This is a follow up to my recent "Projected BDC Returns Vs. Risk"
article and combines my risk profile series to assess if the current dividend yield for each BDC justifies the amount of perceived risk and potentially an indication of which BDCs are underpriced. However this does not take into account the potential for net asset value ("NAV") per share growth that I will cover later in this series. In theory, stocks with higher amounts of risk should pay investors with correspondingly higher amounts of return. Some BDCs have larger amounts of first lien senior secured loans at floating rates with much lower amounts of risk but lower yields as well. The amount of leverage that a company uses to increase returns and net investment income ("NII") is also a factor when considering the amount of risk involved but allows BDCs to pay higher dividends.
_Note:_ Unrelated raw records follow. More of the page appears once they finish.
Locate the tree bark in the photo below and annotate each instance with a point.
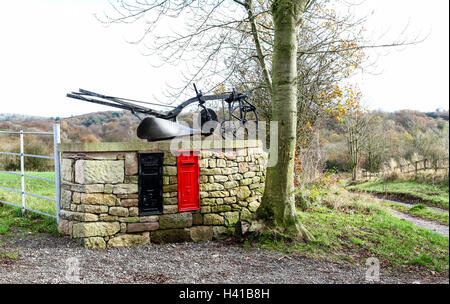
(278, 203)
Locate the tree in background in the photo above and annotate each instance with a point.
(278, 202)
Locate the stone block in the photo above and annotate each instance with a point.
(119, 211)
(231, 218)
(66, 170)
(170, 236)
(94, 243)
(243, 192)
(99, 199)
(213, 219)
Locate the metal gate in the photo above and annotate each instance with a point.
(56, 157)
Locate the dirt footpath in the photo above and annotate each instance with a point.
(53, 259)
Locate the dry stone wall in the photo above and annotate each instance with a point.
(99, 198)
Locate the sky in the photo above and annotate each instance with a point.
(51, 47)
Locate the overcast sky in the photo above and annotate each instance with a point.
(51, 47)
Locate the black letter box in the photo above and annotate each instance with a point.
(150, 183)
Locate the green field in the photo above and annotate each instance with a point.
(35, 186)
(433, 195)
(421, 211)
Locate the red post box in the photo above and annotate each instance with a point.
(188, 173)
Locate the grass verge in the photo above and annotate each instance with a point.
(35, 186)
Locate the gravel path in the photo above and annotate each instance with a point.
(44, 259)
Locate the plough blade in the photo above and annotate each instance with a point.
(153, 129)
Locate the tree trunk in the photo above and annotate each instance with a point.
(278, 202)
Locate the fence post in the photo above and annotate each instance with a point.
(22, 172)
(56, 140)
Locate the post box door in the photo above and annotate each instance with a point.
(150, 183)
(188, 181)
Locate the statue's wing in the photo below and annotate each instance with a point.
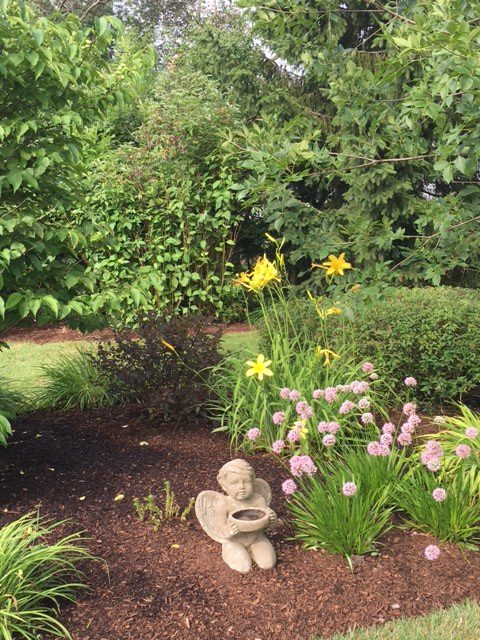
(205, 511)
(263, 488)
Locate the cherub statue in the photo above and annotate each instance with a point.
(238, 520)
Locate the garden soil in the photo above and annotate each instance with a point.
(172, 584)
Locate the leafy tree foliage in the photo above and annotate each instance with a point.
(54, 83)
(385, 165)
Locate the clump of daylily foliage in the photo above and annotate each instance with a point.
(350, 462)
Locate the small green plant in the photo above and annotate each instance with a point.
(148, 510)
(74, 381)
(445, 505)
(36, 577)
(341, 513)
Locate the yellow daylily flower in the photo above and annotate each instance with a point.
(328, 355)
(334, 266)
(259, 367)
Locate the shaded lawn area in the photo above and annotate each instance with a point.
(21, 363)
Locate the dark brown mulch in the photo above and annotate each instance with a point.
(62, 333)
(75, 465)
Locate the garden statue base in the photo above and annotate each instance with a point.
(238, 520)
In this article I will provide:
- Appropriate yield ranges based on risk levels
- Adjusted yields based on projected NII
- Yield vs. risk analysis
When considering dividend yields it is important to include special dividends as well as the potential for dividend increases or cuts depending on projected NII. In a recent series of articles "BDC Risk Profiles" I looked at portfolio credit quality, investment asset classes, diversification, non-accrual rates, portfolio yield, fixed/variable rate loans, leverage, interest rate sensitivity, volatility ratios, market capitalization, insider ownership and trends, institutional ownership and trends, and management/operational history for each BDC. I then used various weightings to come up with an overall relative risk rank.
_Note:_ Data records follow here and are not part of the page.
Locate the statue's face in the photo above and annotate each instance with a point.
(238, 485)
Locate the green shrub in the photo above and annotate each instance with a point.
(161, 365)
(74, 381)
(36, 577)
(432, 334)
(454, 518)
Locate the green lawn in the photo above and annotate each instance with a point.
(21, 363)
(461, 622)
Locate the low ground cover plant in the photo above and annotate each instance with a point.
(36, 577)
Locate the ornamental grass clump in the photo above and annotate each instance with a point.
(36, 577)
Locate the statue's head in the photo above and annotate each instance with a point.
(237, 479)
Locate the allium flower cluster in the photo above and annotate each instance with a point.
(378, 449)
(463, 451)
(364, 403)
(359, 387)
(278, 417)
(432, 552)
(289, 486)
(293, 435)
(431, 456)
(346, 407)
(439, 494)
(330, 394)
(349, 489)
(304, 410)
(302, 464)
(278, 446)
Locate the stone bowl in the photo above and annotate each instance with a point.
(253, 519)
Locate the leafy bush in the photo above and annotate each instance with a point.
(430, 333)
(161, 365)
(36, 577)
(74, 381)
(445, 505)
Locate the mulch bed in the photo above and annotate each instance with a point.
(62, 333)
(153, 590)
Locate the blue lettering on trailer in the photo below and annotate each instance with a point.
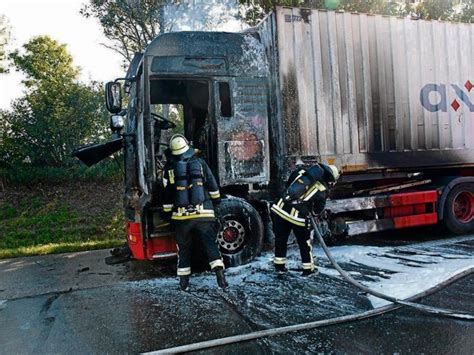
(439, 101)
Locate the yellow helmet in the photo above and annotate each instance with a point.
(335, 172)
(178, 144)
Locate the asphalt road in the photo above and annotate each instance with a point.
(74, 303)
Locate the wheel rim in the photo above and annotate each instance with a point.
(463, 207)
(232, 236)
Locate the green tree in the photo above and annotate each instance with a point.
(449, 10)
(129, 25)
(4, 39)
(57, 113)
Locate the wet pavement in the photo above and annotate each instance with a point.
(75, 303)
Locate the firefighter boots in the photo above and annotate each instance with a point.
(184, 282)
(310, 272)
(280, 268)
(220, 277)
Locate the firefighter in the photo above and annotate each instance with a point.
(191, 192)
(306, 192)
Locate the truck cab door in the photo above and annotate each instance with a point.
(242, 130)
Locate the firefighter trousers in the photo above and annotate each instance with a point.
(282, 229)
(206, 231)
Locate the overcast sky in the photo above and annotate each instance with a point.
(61, 20)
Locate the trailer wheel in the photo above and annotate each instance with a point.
(459, 209)
(240, 236)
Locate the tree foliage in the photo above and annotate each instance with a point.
(449, 10)
(56, 114)
(4, 39)
(131, 25)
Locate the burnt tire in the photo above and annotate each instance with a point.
(459, 209)
(240, 236)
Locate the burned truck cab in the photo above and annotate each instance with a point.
(215, 84)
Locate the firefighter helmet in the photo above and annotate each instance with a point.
(179, 144)
(331, 171)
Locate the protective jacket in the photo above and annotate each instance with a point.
(190, 188)
(306, 191)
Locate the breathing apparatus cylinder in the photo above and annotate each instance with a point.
(196, 187)
(181, 177)
(304, 179)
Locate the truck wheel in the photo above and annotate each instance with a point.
(459, 209)
(240, 237)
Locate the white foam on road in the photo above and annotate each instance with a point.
(403, 275)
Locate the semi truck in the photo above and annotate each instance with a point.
(389, 101)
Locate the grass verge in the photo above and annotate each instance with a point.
(46, 219)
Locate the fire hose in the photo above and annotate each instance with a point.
(396, 304)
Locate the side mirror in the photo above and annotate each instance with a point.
(113, 97)
(166, 125)
(116, 123)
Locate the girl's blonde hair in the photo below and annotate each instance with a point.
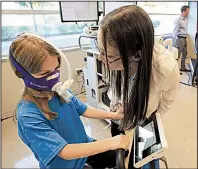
(30, 52)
The table below shows the current dividend yields with an average of 9.5% and the "standard deviation" that statistically measures the variation of the yields compared to the average, with 68% of BDCs falling within one standard deviation from the average or between 7.8% and 11.3%. Then I used the relative risk rank for each to indicate the appropriate yields with the 'safer' BDCs closer to 7.8% and the 'riskier' ones closer 11.3%.
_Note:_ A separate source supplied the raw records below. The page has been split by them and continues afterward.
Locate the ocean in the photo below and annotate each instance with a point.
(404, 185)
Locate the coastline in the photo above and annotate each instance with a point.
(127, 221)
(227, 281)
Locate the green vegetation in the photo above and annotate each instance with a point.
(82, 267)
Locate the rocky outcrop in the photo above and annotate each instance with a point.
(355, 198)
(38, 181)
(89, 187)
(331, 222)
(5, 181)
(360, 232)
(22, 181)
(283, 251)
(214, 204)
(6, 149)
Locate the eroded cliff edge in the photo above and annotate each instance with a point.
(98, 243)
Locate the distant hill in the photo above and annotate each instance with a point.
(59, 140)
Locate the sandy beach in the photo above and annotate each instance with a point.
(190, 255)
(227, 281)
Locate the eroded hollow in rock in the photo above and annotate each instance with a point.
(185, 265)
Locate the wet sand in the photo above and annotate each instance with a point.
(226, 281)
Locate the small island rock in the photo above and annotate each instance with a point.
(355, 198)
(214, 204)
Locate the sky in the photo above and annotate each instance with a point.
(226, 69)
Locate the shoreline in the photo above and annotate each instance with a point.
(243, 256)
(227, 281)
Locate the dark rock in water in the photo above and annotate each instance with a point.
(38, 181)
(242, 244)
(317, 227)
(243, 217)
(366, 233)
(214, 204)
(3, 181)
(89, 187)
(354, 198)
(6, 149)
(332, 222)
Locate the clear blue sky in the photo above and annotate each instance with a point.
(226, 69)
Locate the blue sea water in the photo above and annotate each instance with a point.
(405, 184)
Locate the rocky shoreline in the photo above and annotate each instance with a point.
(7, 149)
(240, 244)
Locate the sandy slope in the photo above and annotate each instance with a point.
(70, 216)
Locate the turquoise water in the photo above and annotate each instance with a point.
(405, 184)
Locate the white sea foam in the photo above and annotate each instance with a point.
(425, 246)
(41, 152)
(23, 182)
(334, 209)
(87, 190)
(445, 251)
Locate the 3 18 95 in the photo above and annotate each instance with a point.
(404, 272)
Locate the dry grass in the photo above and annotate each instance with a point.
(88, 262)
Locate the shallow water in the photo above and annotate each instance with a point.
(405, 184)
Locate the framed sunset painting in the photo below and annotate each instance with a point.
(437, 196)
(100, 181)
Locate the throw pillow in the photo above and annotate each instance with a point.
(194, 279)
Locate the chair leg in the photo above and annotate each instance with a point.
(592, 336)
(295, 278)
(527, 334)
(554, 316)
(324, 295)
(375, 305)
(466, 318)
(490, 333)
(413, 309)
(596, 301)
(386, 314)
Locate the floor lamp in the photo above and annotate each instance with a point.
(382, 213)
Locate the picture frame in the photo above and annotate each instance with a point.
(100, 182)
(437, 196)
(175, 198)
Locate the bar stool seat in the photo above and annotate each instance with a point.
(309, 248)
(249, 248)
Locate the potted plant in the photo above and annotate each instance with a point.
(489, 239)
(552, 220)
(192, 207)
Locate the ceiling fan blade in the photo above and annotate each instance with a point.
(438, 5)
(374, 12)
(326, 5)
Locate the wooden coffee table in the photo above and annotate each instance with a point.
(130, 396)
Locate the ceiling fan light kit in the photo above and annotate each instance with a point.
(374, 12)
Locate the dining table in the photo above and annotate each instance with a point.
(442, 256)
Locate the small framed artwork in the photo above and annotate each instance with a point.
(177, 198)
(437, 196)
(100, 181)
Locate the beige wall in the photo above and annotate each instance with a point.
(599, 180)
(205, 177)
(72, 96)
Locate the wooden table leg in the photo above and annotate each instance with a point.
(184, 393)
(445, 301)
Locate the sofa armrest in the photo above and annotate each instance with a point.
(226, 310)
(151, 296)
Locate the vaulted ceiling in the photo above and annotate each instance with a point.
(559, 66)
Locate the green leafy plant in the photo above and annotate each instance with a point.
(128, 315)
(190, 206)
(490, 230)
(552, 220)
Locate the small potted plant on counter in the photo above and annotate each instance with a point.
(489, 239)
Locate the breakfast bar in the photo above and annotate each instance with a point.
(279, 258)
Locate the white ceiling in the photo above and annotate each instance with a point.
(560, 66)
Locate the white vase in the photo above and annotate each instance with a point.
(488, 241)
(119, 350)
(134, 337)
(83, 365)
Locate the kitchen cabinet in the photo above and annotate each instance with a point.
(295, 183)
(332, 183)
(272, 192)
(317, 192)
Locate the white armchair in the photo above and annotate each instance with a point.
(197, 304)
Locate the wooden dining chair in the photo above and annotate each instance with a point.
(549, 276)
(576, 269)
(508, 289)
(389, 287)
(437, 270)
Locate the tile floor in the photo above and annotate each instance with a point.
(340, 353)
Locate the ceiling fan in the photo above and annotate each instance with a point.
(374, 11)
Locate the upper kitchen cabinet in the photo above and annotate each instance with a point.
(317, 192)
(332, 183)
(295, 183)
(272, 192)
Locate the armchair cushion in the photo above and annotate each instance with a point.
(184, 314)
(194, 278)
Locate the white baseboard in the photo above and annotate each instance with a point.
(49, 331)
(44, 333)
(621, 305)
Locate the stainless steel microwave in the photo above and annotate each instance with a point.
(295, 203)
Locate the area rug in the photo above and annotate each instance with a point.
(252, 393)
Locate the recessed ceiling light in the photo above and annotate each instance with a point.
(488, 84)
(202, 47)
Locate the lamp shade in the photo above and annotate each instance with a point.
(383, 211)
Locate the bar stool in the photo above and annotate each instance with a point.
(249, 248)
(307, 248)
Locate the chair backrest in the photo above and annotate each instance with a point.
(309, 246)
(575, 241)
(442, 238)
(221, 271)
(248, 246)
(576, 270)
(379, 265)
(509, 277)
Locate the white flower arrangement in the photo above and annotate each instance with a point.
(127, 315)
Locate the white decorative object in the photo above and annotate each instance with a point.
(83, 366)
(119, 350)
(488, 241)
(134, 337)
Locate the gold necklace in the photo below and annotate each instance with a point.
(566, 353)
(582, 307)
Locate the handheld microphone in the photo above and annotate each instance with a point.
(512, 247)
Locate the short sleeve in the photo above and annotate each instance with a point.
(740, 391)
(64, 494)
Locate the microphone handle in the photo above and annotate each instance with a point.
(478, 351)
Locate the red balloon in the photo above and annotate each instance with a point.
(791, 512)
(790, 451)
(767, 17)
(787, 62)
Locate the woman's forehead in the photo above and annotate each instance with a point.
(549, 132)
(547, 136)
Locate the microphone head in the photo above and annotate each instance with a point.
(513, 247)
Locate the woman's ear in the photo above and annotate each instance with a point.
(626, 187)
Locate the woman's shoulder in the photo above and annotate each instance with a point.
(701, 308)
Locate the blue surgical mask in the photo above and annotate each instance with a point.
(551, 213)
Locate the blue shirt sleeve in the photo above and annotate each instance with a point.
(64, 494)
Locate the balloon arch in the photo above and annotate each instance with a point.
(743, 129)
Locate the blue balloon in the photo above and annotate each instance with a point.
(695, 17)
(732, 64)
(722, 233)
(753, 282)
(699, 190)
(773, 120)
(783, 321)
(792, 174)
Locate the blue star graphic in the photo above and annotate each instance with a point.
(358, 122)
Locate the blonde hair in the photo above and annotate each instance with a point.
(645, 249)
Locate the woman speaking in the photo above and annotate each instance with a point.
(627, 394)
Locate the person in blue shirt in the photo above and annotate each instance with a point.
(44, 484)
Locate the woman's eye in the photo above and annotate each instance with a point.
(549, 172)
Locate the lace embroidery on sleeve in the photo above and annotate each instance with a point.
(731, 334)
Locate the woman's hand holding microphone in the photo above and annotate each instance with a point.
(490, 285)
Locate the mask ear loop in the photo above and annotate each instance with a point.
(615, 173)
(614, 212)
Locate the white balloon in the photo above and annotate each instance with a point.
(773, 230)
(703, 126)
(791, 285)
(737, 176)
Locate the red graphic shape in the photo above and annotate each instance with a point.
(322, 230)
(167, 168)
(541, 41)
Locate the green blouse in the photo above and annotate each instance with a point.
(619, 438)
The next table compares the yield range and implied risk levels with the current dividend yield adjust for projected NII levels and special dividends. I only adjusted the BDCs with much higher or lower coverage levels and assumed that the others within 5% would most likely not need to adjust future dividends. For ACAS I used the projected 2013 NII per share of $0.91 as a proxy for potential dividend yield. There was a tight correlation between adjusted and implied yields with 14 of the 25 BDCs that I cover falling within 1% of expectations. The table below shows the variance between the yields implied by the relative risk rank and the adjusted yields for each as well as indicating which ones that I believe are over or under priced based on this analysis. I have also included a key showing which suggested portfolios each BDC is in.
Some of the things that I learned from this exercise:
- BDCs with higher historical NAV growth rates are priced higher (using this methodology) such as American Capital (ACAS), Triangle Capital (TCAP), Hercules Technology Growth Capital (HTGC) and KCAP Financial (KCAP).
- Some of the BDCs that I consider overpriced using other methods are in-line (using this methodology) such as Main Street Capital (MAIN), Fidus Investment (FDUS) and Golub Capital BDC (GBDC), even though all three have higher NAV growth rates as well.
- If BDCs such as Fifth Street Finance (FSC), Full Circle Capital (FULL) and Solar Senior Capital (SUNS), cut dividends to match projected NII they are still adequately priced.
- Prospect Capital (PSEC) is the best bang for your buck (using this methodology).
- NAV per share multiples are not the key to BDC pricing.
- Investors expect higher yields for higher risk (obviously).